Aşırı sağın yükselişinin dinamikleri
Son Avrupa Parlamentosu seçimlerinin sonuçları günlerdir tartışılıyor. "Aşırı sağ" diye bilinen partilerin ve ittifakların yükselişi, pek çok ülkede birinci olması, Avrupa siyasetini derinden sarsmaya başladı bile...
Aslında Avrupa siyasetini takip edenler için bu gelişme bir sürpriz değil, bir sürecin sonraki aşaması.
Avrupa'nın siyasal ve toplumsal genetiğinde bulunan ötekileştirmeye, yabancı düşmanlığına, ırkçılığa ve İslam düşmanlığına farklı ve dolaylı yollardan atıf yaparak dirilen bu siyasal anlayışın yükselişinde 11 Eylül 2001 saldırılarının dönüm noktası olduğu biliniyor.
Sonrasında dünyada artış gösteren göç meselesinin de bu noktada kritik bir eşik olduğunu söylemek gerekiyor.
2. Dünya Savaşı sonrası kurulan liberal ve Amerikan vesayetindeki sistemin üzerine beton dökmeye çalıştığı bir hayalet, Avrupa'da tekrar dolaşıyor.
Peki, mesele sadece göç, mülteciler ve İslam karşıtlığı meselesi mi
Aslında bu sık tekrarlanan dinamiklerin haricinde Avrupa'da yaşanan ekonomi-politik gelişmeleri iyi okumak gerekiyor.

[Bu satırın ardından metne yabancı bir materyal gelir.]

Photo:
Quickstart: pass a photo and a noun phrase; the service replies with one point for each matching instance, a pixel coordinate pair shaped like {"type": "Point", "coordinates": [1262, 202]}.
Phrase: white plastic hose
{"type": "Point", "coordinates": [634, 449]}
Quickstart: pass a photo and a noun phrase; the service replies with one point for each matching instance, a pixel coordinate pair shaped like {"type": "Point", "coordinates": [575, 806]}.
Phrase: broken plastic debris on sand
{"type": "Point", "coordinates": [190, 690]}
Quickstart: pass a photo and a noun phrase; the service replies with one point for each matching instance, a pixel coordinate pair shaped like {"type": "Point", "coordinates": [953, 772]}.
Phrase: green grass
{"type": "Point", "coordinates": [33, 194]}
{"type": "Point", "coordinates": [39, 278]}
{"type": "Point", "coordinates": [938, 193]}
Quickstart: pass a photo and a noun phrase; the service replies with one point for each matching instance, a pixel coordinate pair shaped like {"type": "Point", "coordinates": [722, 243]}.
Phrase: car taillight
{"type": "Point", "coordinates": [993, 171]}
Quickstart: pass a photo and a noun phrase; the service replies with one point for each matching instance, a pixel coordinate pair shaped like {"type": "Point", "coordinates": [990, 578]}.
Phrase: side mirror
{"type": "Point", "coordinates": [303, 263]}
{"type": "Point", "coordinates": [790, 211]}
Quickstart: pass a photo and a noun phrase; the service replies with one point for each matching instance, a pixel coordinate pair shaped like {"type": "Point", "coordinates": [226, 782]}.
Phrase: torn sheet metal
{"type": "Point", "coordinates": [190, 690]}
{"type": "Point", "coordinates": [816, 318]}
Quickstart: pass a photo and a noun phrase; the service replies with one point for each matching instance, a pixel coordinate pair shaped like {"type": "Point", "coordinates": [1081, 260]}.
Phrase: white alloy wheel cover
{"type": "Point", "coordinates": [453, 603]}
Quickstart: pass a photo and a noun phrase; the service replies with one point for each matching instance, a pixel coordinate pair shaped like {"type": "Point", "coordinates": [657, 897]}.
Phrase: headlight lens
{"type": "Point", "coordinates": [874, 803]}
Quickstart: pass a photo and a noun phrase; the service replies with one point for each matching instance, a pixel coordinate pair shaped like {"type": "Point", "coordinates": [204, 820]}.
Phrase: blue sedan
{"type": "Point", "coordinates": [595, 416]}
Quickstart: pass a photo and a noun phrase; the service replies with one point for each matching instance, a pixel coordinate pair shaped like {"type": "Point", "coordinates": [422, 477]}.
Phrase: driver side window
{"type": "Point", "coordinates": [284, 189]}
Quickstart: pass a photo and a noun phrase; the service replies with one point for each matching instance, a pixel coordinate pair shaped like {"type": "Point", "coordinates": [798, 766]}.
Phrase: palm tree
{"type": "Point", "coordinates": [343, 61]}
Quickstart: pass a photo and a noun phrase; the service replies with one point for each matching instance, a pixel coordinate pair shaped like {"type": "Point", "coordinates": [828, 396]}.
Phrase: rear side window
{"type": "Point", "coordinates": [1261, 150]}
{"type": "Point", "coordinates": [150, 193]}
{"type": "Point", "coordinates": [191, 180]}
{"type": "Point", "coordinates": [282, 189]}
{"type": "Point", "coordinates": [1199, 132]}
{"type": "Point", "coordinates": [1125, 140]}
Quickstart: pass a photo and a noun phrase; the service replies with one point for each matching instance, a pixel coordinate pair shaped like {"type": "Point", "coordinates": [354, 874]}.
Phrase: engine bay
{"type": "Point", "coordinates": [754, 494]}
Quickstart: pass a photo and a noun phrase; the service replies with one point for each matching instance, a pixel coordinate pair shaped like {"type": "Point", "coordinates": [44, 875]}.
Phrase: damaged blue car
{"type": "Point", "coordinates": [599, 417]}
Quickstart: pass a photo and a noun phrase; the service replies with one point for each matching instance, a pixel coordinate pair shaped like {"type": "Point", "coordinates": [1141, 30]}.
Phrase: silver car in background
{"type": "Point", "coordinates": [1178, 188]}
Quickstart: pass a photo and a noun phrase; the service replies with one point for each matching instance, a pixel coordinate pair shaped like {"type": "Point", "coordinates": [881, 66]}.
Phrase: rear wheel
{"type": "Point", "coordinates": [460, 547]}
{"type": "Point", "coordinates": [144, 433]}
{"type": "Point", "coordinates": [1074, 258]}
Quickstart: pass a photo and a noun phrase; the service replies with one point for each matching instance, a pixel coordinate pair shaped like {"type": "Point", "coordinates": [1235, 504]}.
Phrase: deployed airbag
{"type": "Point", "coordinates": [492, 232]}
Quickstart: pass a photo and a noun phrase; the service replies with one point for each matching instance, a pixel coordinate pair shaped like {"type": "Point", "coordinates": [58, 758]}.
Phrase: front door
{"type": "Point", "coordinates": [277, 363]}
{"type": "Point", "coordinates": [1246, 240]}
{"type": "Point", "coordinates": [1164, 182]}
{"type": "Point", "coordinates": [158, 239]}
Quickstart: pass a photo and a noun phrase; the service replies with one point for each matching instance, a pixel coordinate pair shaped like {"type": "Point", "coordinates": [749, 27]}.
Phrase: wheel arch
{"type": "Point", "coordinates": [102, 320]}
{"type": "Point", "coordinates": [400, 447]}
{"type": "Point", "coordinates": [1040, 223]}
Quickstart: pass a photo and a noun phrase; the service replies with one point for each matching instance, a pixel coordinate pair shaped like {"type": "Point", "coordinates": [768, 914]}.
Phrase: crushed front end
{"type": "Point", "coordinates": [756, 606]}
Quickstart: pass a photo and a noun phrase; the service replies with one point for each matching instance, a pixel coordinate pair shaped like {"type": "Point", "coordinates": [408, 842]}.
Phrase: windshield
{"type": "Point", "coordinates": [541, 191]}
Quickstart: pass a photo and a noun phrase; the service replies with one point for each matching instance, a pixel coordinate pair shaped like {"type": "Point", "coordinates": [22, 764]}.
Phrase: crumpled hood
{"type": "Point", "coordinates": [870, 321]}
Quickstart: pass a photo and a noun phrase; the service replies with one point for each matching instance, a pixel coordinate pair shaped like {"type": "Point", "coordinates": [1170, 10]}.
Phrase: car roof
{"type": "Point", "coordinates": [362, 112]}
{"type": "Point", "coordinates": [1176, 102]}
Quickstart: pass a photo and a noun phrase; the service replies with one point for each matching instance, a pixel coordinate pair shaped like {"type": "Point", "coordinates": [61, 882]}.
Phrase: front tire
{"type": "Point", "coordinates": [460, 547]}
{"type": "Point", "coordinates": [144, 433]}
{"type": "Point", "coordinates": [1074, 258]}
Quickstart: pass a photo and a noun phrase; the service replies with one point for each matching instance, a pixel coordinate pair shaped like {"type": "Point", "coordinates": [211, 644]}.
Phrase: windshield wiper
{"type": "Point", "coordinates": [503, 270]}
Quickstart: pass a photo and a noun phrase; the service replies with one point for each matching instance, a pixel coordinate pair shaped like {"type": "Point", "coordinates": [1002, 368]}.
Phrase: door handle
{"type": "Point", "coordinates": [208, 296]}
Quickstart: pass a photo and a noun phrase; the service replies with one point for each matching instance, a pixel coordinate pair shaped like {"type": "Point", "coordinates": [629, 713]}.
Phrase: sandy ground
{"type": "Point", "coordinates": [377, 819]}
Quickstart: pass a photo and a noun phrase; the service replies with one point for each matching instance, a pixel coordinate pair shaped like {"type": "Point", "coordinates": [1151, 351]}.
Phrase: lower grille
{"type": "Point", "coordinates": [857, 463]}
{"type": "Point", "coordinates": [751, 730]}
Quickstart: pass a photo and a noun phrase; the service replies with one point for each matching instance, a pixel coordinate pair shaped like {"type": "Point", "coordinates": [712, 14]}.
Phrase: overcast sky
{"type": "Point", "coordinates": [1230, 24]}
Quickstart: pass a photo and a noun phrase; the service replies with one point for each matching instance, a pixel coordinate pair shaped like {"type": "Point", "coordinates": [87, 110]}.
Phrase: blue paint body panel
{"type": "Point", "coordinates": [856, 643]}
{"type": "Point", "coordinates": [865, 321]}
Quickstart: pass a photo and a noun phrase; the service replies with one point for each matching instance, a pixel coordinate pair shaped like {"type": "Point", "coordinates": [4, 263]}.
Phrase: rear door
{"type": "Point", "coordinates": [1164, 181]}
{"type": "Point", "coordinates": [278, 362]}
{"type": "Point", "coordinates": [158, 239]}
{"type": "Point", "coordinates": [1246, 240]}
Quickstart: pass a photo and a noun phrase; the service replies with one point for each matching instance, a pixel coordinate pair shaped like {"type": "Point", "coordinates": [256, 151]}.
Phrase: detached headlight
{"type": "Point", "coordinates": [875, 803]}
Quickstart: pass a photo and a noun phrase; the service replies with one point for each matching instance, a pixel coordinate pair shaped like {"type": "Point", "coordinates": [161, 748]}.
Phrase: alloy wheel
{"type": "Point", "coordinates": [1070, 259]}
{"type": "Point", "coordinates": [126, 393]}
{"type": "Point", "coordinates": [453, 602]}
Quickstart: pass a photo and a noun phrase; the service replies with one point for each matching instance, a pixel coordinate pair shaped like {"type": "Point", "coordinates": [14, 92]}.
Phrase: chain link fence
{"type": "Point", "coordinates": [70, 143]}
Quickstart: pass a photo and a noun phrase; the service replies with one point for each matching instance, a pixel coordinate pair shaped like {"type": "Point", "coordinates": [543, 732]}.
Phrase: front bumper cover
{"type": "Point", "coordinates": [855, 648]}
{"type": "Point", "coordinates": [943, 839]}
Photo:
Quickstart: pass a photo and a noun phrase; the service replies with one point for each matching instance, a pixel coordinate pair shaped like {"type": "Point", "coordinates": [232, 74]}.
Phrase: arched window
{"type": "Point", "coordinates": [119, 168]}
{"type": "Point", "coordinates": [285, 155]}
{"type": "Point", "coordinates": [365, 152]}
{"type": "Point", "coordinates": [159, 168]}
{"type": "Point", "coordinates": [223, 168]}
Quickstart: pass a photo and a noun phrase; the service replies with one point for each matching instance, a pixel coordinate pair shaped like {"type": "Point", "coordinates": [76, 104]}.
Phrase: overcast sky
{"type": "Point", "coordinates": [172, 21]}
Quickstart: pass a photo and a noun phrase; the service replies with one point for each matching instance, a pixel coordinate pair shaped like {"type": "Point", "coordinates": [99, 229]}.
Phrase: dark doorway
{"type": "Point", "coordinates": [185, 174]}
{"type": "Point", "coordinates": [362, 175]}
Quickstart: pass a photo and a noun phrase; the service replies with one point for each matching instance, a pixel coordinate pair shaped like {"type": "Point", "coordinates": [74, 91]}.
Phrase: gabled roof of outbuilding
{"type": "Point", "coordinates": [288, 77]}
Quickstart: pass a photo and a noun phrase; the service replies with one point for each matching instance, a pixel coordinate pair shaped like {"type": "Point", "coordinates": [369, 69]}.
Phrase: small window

Bilhassa 1980 sonrası hakim olan küresel neo-liberal sistemin toplumların alt-sınıflarını nasıl etkilediği, ne büyük ekonomik eşitsizliklere ve yoksulluklara yol açtığı bu tartışmalarda unutuluyor. Bunda emeğin ve üretimin dönüşümünün, sanayi sonrası çağa geçişin yarattığı toplumsal dönüşüm meselelerinin ve solun ideolojik çöküşünün de bu alt-sınıfları aşırı sağa savurduğunu tespit etmeliyiz.
Hayat pahalılığı, güvencesiz istihdam ve işsizlik gibi sorunlardan dolayı neoliberal sisteme tepkili kesimlerin bu tepkilerini kendilerine hedef olarak gösterilen mültecilere özellikle de Müslüman mültecilere yönelttiği dolayısıyla da bu meseleleri kaşıyan partilere bir kayış olduğunu bilmek gerekiyor.
Aynı şekilde küreselci- neoliberal projelerin ekonomik politikasından Avrupa Birliği gibi ulus-ötesi örgütlenmelerine kadar büyük oranda çöküşü de Avrupa'da bilhassa 2008 krizi sonrası önemli siyasal ve toplumsal dalgalanmalar yaratarak ulusalcı-milliyetçi refleksleri güçlendiriyor.
Özellikle 2. Dünya Savaşı sonrası Amerikan vesayetinin etkisini hisseden Avrupa ülkelerinde bağımsızlıkçı reflekslerin sistematik olmasa da yoğunlaştığı bir siyasal iklim de aşırı sağı güçlendiriyor. Bunda şu veya bu şekilde Rusya'nın aşırı sağ hareketlerle kurduğu ilişki de rol oynuyor.
Yalnız hakim literatürün de söylemi ve gündemi belirleyen küreselci hegemonyanın bu tepkileri sisteme yönelmesini engelleyerek mültecilere ve Müslümanlara yöneltme çabası aşırı sağın yükselişinde etkili oluyor. Burada mülteciler meselesi ve İslam karşıtlığı bir nevi havuç olarak hakim politik güçler tarafından bu kesimlerin tepkisini manipüle etmede kullanılıyor. Tam bu manipülasyondan bahsederken geçmişte İsrail karşıtı olan aşırı sağ hareketlerin İslam düşmanlığı havucuyla nasıl İsrail yanlısı ve İslam karşıtı hale getirildiğini de vurgulayalım.